Another important factor is the unstable political environment in Europe, Middle East, Africa…you name it! Several military conflicts have plagued this planet for years, leaving undesirable financial effects in their wake. When these occurrences involve large countries that are simultaneously the largest suppliers of commodities, the following economic fall out can be felt by everyone and everyone’s investment portfolio.

The data this rule is based on – while historically accurate – is clearly outdated. For example, during the reference period, bond returns were significantly higher than they are now. That alone can make the whole difference, especially during such market volatility as recently. With low bond returns, there has to be another asset to offset bad equity returns. Otherwise, a 4% withdrawal can quickly deplete a vulnerable portfolio.

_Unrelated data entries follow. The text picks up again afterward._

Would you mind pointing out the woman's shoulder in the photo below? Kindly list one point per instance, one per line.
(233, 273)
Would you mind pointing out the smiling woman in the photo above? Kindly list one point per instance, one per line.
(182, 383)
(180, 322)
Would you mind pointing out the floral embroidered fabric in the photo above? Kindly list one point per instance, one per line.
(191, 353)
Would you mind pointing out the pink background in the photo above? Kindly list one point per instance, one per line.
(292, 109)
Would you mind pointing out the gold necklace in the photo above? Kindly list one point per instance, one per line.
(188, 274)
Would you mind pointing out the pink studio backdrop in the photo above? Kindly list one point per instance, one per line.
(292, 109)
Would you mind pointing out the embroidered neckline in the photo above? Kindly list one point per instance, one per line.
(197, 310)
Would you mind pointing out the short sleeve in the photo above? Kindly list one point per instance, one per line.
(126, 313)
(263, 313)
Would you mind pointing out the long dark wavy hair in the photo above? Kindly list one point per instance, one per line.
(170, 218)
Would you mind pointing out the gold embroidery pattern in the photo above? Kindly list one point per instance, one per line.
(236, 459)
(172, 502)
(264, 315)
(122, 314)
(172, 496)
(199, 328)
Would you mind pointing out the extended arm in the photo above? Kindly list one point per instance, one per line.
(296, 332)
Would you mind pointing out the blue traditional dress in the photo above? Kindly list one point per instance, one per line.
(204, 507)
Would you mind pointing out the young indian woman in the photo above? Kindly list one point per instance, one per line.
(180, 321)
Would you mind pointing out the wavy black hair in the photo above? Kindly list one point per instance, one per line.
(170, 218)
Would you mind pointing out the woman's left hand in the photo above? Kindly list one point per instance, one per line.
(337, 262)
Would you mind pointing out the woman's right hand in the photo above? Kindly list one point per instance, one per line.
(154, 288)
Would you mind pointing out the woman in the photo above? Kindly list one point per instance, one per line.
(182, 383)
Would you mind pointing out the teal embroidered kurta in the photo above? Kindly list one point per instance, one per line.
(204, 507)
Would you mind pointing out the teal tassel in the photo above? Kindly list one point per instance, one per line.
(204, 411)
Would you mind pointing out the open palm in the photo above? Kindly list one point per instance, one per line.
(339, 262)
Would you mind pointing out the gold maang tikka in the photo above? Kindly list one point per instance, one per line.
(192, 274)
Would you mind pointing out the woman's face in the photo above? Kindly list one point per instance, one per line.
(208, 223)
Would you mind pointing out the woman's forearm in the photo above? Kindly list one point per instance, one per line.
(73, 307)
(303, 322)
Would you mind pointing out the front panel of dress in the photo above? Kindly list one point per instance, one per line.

So, what investment types fit best?

The 4% rule applies to a balanced portfolio, typically consisting of 50% stocks and 50% of bonds, even though Bengen himself used a 60/40 portfolio model in his research. The idea in this is quite clear – equity investments are the ‘breadwinners’ and bonds are your safeguard. And that has worked for decades. Until now. Market turmoil in combination with decreasing bond interest and high inflation has made short work of the traditional balanced portfolio, and investors around the globe in a way have to think outside the box. At least as far as balanced portfolios go.

This is why balanced portfolios should include other asset classes, too. For example, instead of having a 60/40 stock/bond portfolio, an investor could allocate 10-15% of their portfolios to real estate and gold, each. While each of these asset classes have solid return potential on their own, the idea here would be that both real estate and gold tend to do at least a little better during high inflation. That is an important characteristic for an asset to have, especially when stocks underperform at the same time as bonds have the lowest interest rates in years.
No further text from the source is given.